Second, to administer this fund and to effectively control political parties and election campaigns, a Constitutional National Political Parties  and Election Commission has to be established. Such an organisation with enough teeth can manage the onerous democratic job of facilitating and controlling Political Parties and Election Campaigns.

Third, statutory provisions and finances have to be arranged to provide support in kind, providing equal opportunities for campaigning to all political parties. These facilities in kind may include. Constituency-wise ‘election weekly’ or suitable print media communication with equal opportunity for all political parties.

Equal time on public radio and TV for party campaigns.

Mohalla-wise periodic public campaign meetings attended by all party candidates to present their campaigns.

Compulsory voting is achieved through incentives and fines, by providing their daily wage to wage earners for voting and by punishing non-voting rich people to pay a higher percentage of income tax or any other tax.

Such provisions managed effectively by the Constituency-wise or District-wise Election Commission would reduce the cost of elections.
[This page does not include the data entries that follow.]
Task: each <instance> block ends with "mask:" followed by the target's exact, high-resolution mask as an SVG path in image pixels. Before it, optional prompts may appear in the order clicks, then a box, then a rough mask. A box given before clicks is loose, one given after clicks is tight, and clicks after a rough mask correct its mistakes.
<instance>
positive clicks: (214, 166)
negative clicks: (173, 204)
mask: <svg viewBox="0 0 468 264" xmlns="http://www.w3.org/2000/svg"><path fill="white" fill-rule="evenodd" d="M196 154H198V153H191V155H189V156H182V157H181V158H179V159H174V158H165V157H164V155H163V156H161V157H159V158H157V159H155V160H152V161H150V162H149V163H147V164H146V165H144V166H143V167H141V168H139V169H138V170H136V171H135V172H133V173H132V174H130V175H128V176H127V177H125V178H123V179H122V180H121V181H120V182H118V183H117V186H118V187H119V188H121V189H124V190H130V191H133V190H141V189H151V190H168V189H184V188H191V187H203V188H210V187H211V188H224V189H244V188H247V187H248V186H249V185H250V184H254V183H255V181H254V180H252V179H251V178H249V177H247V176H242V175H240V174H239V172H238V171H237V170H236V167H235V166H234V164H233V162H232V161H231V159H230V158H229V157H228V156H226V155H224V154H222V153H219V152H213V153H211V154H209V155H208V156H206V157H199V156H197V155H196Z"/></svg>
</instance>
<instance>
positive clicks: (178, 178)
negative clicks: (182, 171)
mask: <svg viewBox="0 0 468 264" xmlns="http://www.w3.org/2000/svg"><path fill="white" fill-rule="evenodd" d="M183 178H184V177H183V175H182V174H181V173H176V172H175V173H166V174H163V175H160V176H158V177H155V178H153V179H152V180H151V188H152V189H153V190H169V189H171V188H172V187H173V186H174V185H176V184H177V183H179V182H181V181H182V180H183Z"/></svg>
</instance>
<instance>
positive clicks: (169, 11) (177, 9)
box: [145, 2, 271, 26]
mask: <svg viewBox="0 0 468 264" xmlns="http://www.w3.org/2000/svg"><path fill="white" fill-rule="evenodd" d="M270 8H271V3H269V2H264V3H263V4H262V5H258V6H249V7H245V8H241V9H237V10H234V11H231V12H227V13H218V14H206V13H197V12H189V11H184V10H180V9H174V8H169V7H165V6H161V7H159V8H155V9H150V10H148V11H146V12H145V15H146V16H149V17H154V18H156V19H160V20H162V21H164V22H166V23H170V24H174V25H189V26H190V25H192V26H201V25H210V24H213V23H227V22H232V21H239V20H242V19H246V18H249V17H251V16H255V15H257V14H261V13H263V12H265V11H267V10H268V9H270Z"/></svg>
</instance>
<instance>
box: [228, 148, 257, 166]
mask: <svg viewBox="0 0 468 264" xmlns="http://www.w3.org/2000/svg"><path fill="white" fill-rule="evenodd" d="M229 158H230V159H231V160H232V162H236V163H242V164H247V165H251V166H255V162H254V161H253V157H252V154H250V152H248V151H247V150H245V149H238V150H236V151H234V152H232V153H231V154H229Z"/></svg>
Reduced costs will be less burdensome on the public exchequer. But it requires simultaneously prohibition of hidden, private campaign expenditures by candidates and political parties. These would promote level-playing field and the health of our Democracy.

We Indians have many reasons to be proud of our Democracy, which is the biggest Democracy of the world. But, Democracy is a very civilised and delicate political process. It has improved through history. It is time now to improve it further to save it from becoming a Cryptocracy (rule by thieves) or Lootocracy (rule by looters) or even a mere Plutocracy (rule by the rich).